Весь день Юлю мучил вопрос о том, как мог здоровый ребенок внезапно заболеть без какого-либо повода и намека, да так серьезно. Она пыталась в мыслях и памяти своей отыскать причину. Она читала в интернете бесконечные статьи с неправильной информацией и надумывала истоки болезни – потому что не умела отличить лживые публицистические статьи, написанные копирайтерами, несведущими в медицине, от медицинских научных статей. Она не могла понять, что даже научные статьи в большинстве своем безнадежно устарели и не могли пролить свет на истинные причины заболевания.
Юле казалось, что стоит только понять, отчего это началось, в какой момент была совершена ошибка, – и все станет на свои места. Но отчего ей так думалось, она сама не знала. Ведь жизнь не компьютерная игра, в ней нет кнопки ‘Save’, нет кпопки ‘Load’. Второго шанса прожить все те же события уже никогда не будет. Совершенно все равно, отыщет ли она точку, в которой совершена ошибка, или нет. Это не изменит ровным счетом ничего. Единственное, что остается, – это смириться с тем, как все есть, и бороться с грядущим. С неизбежным.
Но такая осознанность приходит к любому родителю намного позже, когда они проходят через несколько кругов Ада. У нее все это было впереди. А пока Юля терла лоб и все думала, отчего несчастье могло случиться. Но главное, самое страшное, она уже прочла – что хроническая болезнь непременно приведет к пересадке почек или диализу. Шансы на тьму были – 70 %.
Вечером, когда Антон пришел с работы, Юля встретила его на пороге.
– Ну что, как наша девочка? Что с ней? – спросил он, быстро скидывая обувь и верхнюю одежду.
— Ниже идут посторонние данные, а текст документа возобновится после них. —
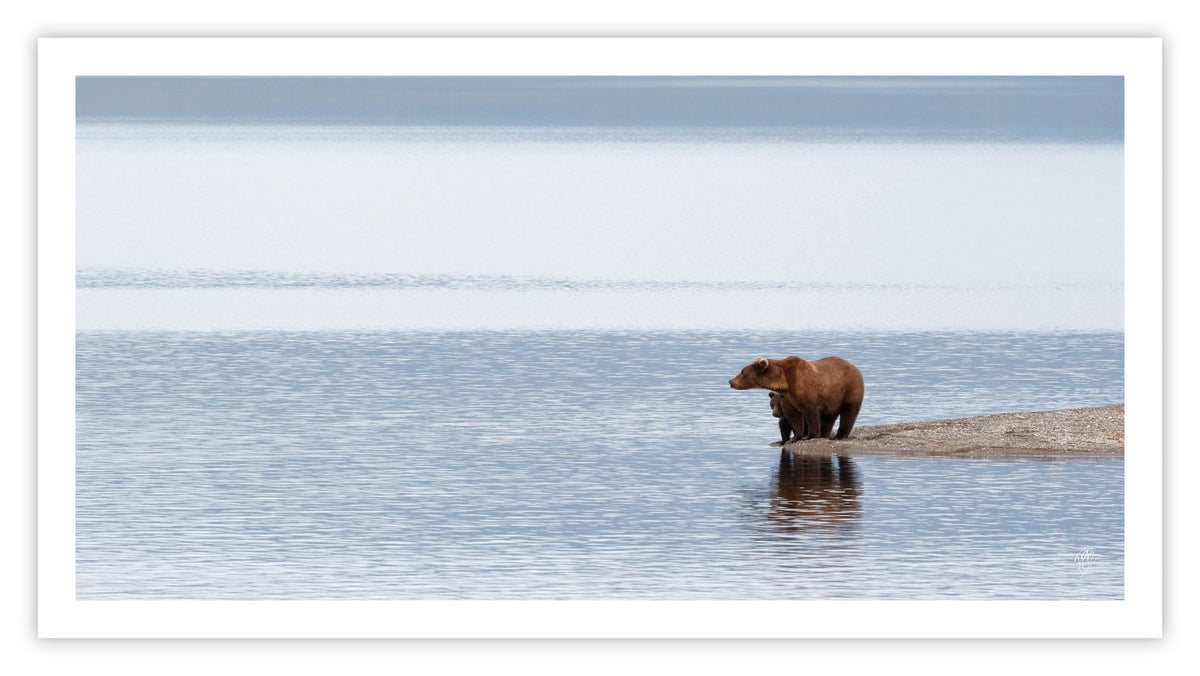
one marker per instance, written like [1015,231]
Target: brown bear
[813,394]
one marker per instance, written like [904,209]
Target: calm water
[407,465]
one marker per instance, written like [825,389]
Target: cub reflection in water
[815,492]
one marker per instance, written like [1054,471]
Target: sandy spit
[1073,432]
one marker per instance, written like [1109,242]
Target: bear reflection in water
[814,492]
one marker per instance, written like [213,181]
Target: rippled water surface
[395,465]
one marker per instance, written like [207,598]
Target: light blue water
[568,465]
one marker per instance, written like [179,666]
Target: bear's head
[762,374]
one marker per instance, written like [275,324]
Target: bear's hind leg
[827,424]
[849,413]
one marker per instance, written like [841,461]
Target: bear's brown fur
[813,394]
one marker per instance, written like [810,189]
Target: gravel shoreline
[1073,432]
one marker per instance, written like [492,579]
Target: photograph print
[636,338]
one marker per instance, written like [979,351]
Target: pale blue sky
[1011,108]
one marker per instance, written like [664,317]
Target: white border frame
[60,60]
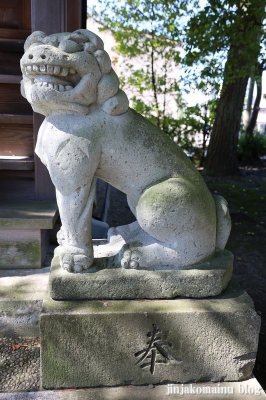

Юля в подробностях рассказала ему прямо в коридоре о разговоре с врачом. По щекам Антона потекли слезы. Он отвернулся, закрывая лицо руками. Таким она его никогда еще не видела. Значит, не все было потеряно в их отношениях. Они все еще были семьей, а Антон все еще любил их с дочерью, эгоистично, как умел, но все же любил. И такая любовь была ценной, потому что другой у нее в жизни не было и уже точно не будет. Юля попыталась обнять мужа, тогда он повернулся к ней и сам крепко сжал ее, не позволяя ей смотреть на свое мокрое лицо.
Прошла еще только неделя после встречи с подругами, а Алина уже вовсю действовала. В среду она решилась на разговор с Константином. Он пришел с работы вовремя, ведь у него в тот день не было «фитнеса». Как обычно, он быстро поужинал и стал заниматься с Марьяной, расспрашивал ее, как прошел день, что они делали в садике. Федя заперся в своей комнате и делал уроки или играл на планшете, никто за ним не следил.